9) Kids running away screaming bloody murder because they’ve never seen a white person before. One of the funniest experiences I’ve had here, sadly, was walking into a house that I hadn’t been to before. One little boy looked up at me, then realized that I was a white person, and started screaming and crying like he was about to die. I have never seen a kid more scared in my life. Sadly, I found it hard not to laugh. Hope that doesn’t make me a bad person.

10) Saved the best for last. I finally got comfortable enough with my family to bring out the ipod. I’m glad I got the new one cuz it has a little speaker on it, so I can share my music with everyone.
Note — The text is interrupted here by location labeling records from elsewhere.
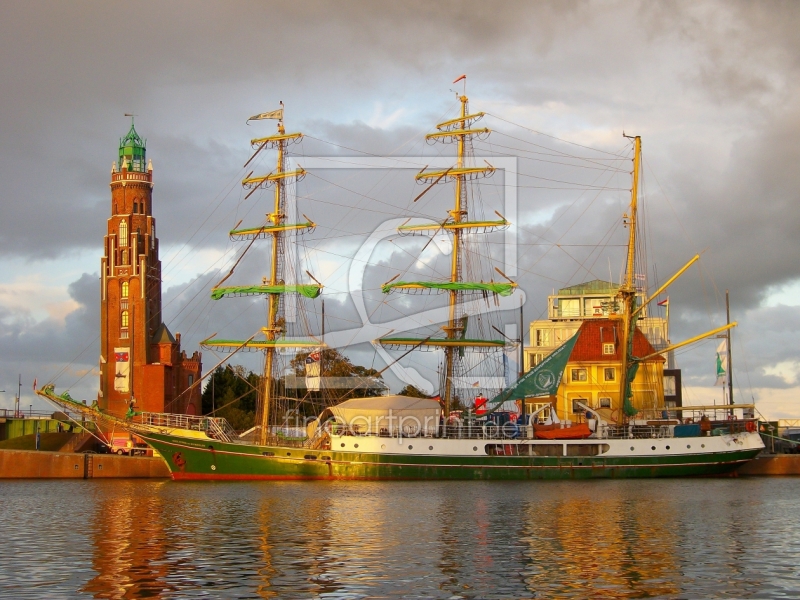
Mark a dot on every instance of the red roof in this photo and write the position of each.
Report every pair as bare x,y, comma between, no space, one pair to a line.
595,333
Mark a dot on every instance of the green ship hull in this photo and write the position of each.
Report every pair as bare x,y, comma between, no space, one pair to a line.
196,459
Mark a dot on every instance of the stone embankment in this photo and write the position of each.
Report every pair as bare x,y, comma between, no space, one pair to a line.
33,464
772,464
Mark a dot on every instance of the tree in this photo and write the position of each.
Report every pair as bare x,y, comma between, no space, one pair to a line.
369,382
232,392
413,392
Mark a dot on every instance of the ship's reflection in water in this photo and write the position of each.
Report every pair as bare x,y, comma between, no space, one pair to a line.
606,539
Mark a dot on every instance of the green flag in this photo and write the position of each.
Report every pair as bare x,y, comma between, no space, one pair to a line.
543,379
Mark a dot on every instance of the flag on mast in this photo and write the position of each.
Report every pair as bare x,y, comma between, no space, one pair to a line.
313,371
722,363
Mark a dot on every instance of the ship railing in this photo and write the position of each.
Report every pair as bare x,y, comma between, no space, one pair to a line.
216,427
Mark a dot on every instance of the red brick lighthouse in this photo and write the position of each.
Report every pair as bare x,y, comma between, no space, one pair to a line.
139,357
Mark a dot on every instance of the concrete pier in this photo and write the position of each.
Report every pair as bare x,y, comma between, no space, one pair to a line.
772,465
32,464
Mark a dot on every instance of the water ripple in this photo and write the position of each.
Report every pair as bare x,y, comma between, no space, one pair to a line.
720,538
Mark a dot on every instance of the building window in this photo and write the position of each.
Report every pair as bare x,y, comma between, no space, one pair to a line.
123,234
534,358
578,375
669,385
570,308
542,416
542,337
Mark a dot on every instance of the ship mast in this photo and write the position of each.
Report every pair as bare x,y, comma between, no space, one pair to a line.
452,328
627,292
274,286
458,223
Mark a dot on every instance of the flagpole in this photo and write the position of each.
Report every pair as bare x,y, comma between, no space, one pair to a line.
730,364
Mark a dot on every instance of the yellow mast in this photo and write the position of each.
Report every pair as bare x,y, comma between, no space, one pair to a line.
628,289
457,130
273,286
272,331
452,328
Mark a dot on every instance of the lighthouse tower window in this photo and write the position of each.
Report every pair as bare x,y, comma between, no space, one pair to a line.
123,234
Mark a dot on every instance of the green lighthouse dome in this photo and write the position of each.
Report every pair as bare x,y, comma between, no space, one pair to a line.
132,151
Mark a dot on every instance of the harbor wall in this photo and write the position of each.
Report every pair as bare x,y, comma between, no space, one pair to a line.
772,465
32,464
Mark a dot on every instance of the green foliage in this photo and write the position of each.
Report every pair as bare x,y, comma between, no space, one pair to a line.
336,364
413,392
226,385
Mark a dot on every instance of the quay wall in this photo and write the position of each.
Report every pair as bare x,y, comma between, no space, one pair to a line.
772,465
32,464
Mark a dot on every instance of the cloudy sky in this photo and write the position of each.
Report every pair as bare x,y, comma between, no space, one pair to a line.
712,88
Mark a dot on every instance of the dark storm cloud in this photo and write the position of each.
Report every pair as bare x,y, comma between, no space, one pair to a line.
711,86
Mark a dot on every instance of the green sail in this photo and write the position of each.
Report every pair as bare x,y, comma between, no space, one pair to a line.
309,291
504,289
543,379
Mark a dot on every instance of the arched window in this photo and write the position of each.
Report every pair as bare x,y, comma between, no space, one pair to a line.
123,234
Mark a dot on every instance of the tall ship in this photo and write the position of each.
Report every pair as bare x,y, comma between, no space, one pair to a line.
399,437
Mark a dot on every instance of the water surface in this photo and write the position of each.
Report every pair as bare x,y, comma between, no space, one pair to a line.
683,538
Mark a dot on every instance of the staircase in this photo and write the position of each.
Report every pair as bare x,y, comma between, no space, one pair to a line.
78,442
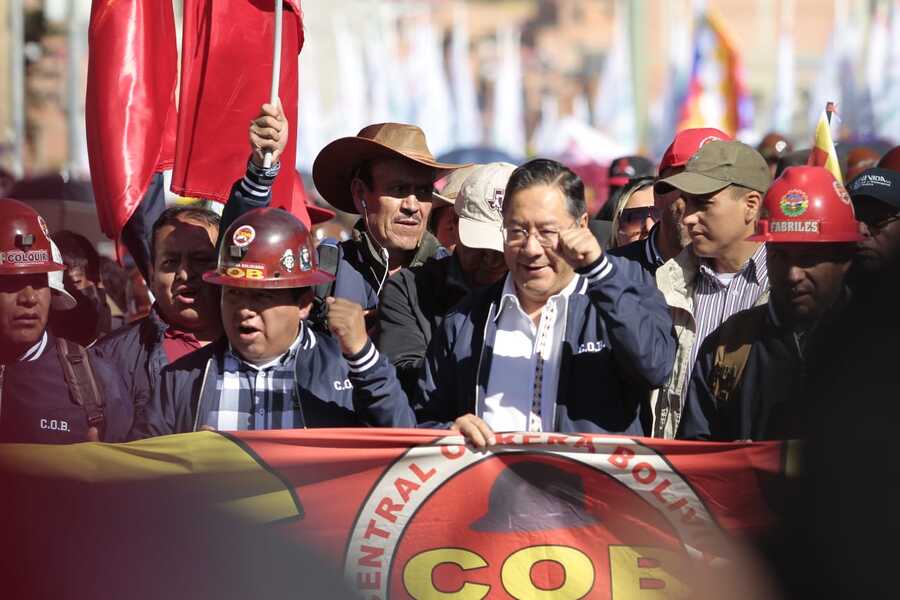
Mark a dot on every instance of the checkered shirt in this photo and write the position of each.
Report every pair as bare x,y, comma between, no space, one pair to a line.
256,397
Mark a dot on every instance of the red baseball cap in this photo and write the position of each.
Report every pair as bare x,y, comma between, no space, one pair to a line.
686,144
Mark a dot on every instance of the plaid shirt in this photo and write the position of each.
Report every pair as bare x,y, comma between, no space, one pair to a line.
259,396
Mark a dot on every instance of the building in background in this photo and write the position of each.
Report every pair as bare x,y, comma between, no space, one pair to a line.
373,60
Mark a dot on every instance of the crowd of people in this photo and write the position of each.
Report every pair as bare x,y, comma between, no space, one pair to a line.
476,298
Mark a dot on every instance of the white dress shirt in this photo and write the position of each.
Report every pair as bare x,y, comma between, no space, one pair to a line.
524,377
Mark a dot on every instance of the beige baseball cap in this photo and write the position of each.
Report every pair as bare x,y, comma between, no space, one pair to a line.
449,185
479,204
718,164
60,299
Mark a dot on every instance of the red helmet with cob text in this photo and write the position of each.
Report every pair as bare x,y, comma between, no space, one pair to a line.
807,204
267,248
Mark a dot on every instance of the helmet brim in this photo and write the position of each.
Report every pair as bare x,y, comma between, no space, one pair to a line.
302,279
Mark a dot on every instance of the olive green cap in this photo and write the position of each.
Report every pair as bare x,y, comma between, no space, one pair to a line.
718,164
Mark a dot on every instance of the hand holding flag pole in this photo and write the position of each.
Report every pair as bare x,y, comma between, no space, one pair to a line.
276,64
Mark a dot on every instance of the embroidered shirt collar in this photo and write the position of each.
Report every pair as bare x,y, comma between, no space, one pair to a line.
35,351
508,297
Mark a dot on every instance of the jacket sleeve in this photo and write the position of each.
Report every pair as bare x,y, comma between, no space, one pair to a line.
158,415
435,400
377,396
351,285
254,190
700,412
400,336
118,411
637,321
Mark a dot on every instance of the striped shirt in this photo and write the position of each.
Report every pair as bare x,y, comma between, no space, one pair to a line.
253,397
715,300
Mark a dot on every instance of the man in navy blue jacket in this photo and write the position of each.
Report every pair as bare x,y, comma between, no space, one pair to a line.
173,255
272,371
568,341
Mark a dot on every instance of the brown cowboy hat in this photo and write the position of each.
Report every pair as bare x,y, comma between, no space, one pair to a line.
334,167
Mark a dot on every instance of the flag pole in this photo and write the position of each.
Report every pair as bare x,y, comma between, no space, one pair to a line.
276,65
17,85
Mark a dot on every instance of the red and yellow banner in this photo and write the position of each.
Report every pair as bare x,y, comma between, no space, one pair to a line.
417,514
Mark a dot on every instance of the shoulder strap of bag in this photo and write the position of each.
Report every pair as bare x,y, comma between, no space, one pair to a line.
81,381
735,340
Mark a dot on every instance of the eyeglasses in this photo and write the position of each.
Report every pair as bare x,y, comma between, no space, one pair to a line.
423,193
547,237
634,216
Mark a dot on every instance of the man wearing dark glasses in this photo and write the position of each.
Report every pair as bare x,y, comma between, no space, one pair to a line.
876,199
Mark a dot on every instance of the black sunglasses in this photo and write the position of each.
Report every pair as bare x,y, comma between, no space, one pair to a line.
640,214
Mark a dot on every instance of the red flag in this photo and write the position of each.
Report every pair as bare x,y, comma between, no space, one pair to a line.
823,153
130,103
226,73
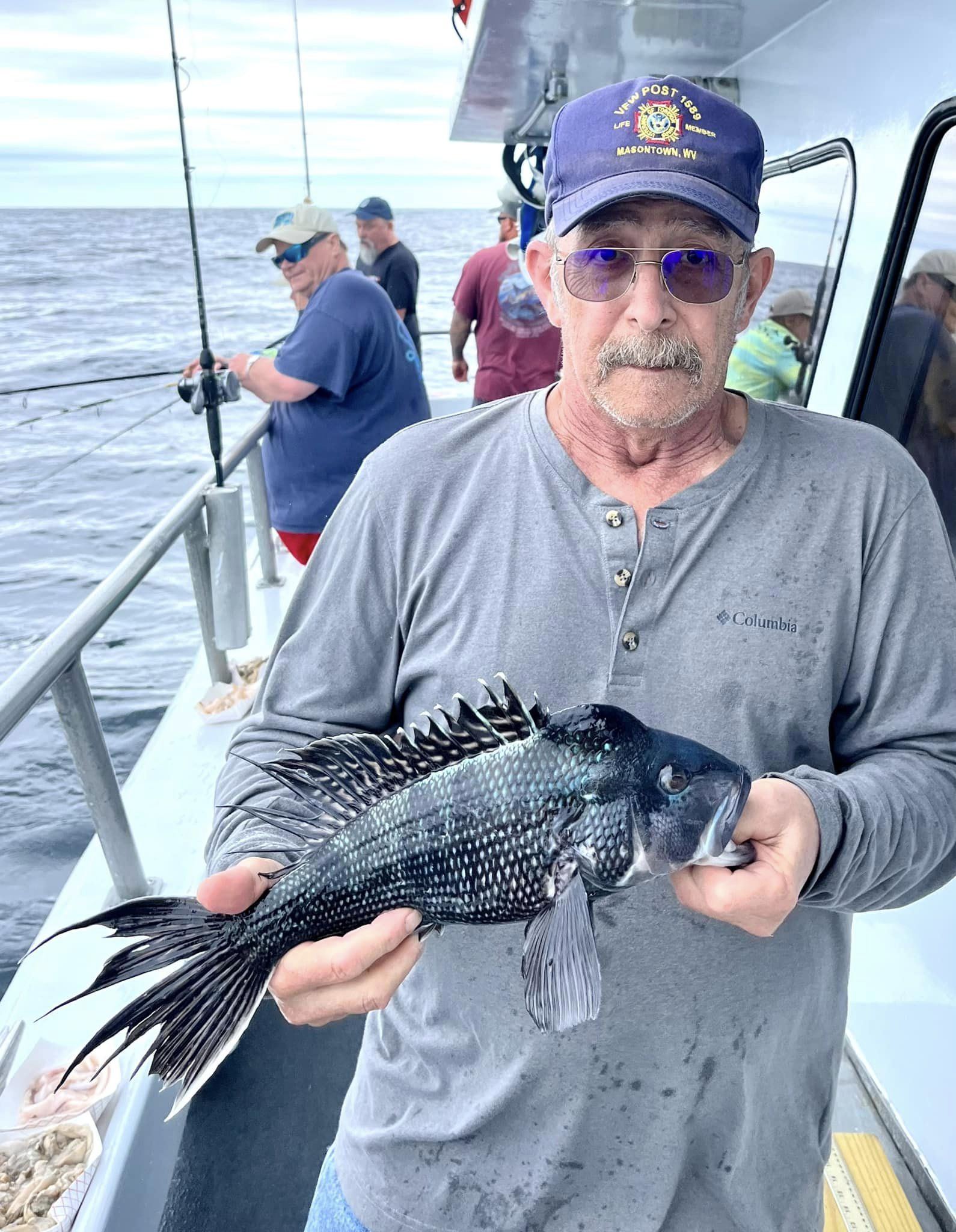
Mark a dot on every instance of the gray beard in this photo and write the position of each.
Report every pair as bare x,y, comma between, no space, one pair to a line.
652,351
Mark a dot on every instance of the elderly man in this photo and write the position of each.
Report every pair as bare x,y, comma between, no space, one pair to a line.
636,535
768,359
346,377
385,258
518,346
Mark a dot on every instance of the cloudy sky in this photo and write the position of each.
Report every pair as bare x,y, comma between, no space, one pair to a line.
90,112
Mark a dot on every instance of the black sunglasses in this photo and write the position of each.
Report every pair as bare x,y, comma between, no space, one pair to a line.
693,275
296,251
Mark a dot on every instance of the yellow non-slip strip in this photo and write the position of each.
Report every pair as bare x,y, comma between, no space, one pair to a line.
863,1193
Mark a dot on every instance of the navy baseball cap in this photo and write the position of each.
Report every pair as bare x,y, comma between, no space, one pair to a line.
373,208
655,136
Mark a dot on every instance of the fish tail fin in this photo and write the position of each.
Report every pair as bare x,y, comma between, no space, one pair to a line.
201,1009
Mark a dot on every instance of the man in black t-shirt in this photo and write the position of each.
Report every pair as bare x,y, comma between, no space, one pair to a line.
385,258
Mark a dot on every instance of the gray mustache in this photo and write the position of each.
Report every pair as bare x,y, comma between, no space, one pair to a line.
651,351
People here really do like American music, and I have plenty of it, which makes me popular after break-fast every evening when people are allowed to listen to music (it’s prohibited as a part of the fast for Ramadan during the day). The first night I had it out, all my little sisters were gathered around listening to it and dancing so whatever I put on, including Fall Out Boy and Panic at the Disco. I can also sing along with whatever since they don’t understand anyway and they think its fantastic that I know the words. Finally, I got to the Lion King, and sung and acted out Hakuna Matata for my whole family, which they thought was hilarious. So yes people, I had a dance party to Hakuna Matata in Africa, with Africans. I can die happy. And don’t you dare say that the Lion King does not take place in Senegal since it is Swahili. I don’t care.

K So not that gives you a bit of a picture of my life here, I can give you the big news of the day: SITE ANNOUNCEMENTS!

I will officially be living in a small village of 600 people called Keur Andalla Wilane, which is in the subregion of Fatick in Kaolack. I am not particularly surprised about my assignment but I am still stoked, since I am within a pretty short ride from the ocean, I am in biking distance of several other volunteers, I can easily get into a small town near me called Toubacouta, and can cheaply and easily get into Kaolack, the regional capitol, for around the equivalent of 2 dollars American. Keep in mind that “quickly and easily” is a very relative term here. I don’t have electricity or running water probably, but that is fine since the solio has been working pretty well for my ipod and phone the few times I have tried it. I am glad I can get internet access fairly regularly to start off in the local town and in Kaolack, and I might be getting internet access at site if I can figure out a way to charge my comp in village and pay for the expresso card. At any rate you will all know in time.